L’homme s’éloigna un petit peu. Ulghuran se tourna alors vers Karl, un demi-sourire aux lèvres.
« Eh bien, cela s’annonce pas si mal, non ? Un feu de camp, de la nourriture et de la compagnie. Que demander de plus ? »
Le crépuscule provoquait toujours chez lui une profonde mélancolie, et dans ce moment là, il n’avait envie de rien. L’ennui et la tristesse le plongeant dans un état passif. Le garçon pensa aux autres enfants de son âge qui devaient vivre au même moment quelque part dans le monde. Il n’y avait pas à dire, il devait vraiment être le seul à être la proie de tant de sentiments contradictoires. La peur, la colère, la tristesse, la joie…Ils ne pouvaient les éprouver tous en même temps ! Non en effet, d’ailleurs, en se mêlant dans son esprit, ils semblaient s’annuler et ne laisser en lui qu’un vide étrange, une sorte de torpeur inquiétante.

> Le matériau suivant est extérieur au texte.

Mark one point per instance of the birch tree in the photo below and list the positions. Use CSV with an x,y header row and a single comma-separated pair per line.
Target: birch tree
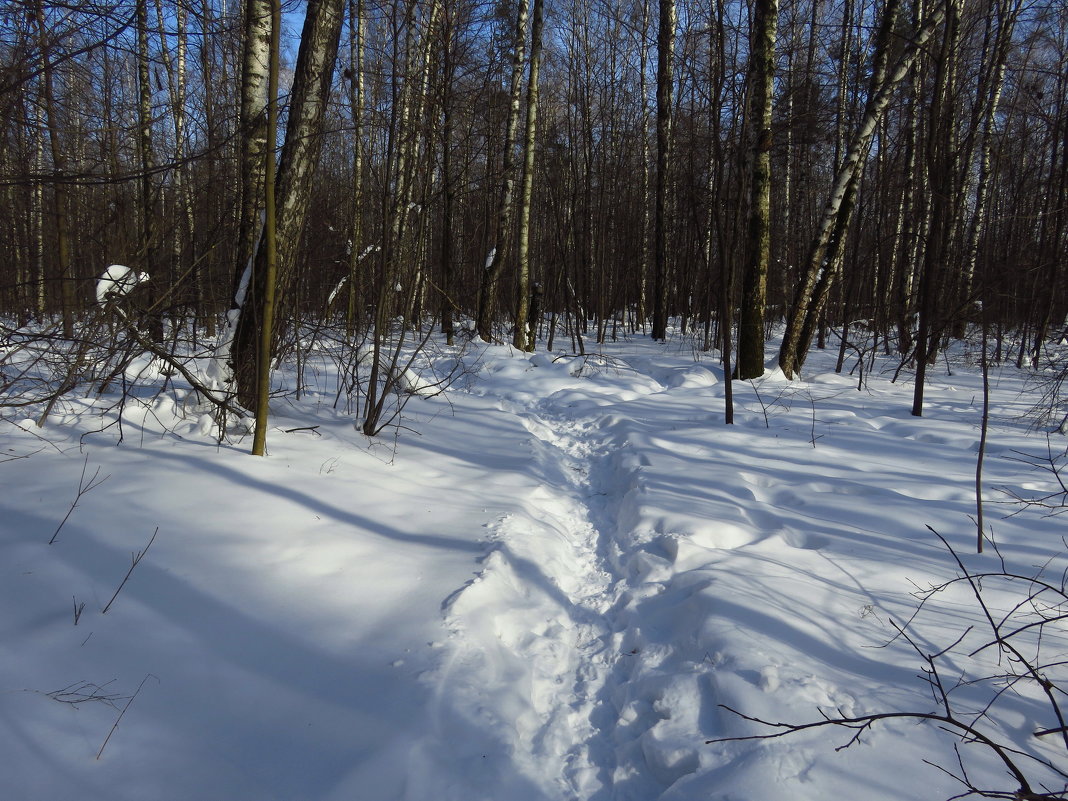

Il sentit la présence d’une personne à côté de lui. Tournant la tête, il vit un garde qui lui tendait une miche de pain et une tranche de lard fumé.
L’homme ne parut pas choqué par l’expression du visage de Karl. Il avait vu tellement d’enfants terrorisés ou rendus muets par des choses qu’ils n’auraient pas du vivre, qu’il avait prit l’habitude de ne pas les prendre en affection sans quoi, exercer son métier serait rapidement devenu impossible . Aussi, s’adressa t-il normalement au jeune homme, mais sans hausser la voix pour ne pas le heurter.
« C’est pour toi mon garçon. La soupe chaude est sous la tente et le vieil homme veut t’y voir.»
Le soldat tourna les talons et retourna à ses propres affaires.
Karl, dans un suprême effort de volonté, se leva. Il pénétra sous la tente où se tenait Ulghuran et le capitaine des soldats.
« Le capitaine voudrait nous parler, Karl, approche. »
Le jeune homme passa à côté de la couche des blessés et s’assit près du sorcier dont le visage n’était éclairé que par une petite chandelle, collée à une caisse par un peu de cire.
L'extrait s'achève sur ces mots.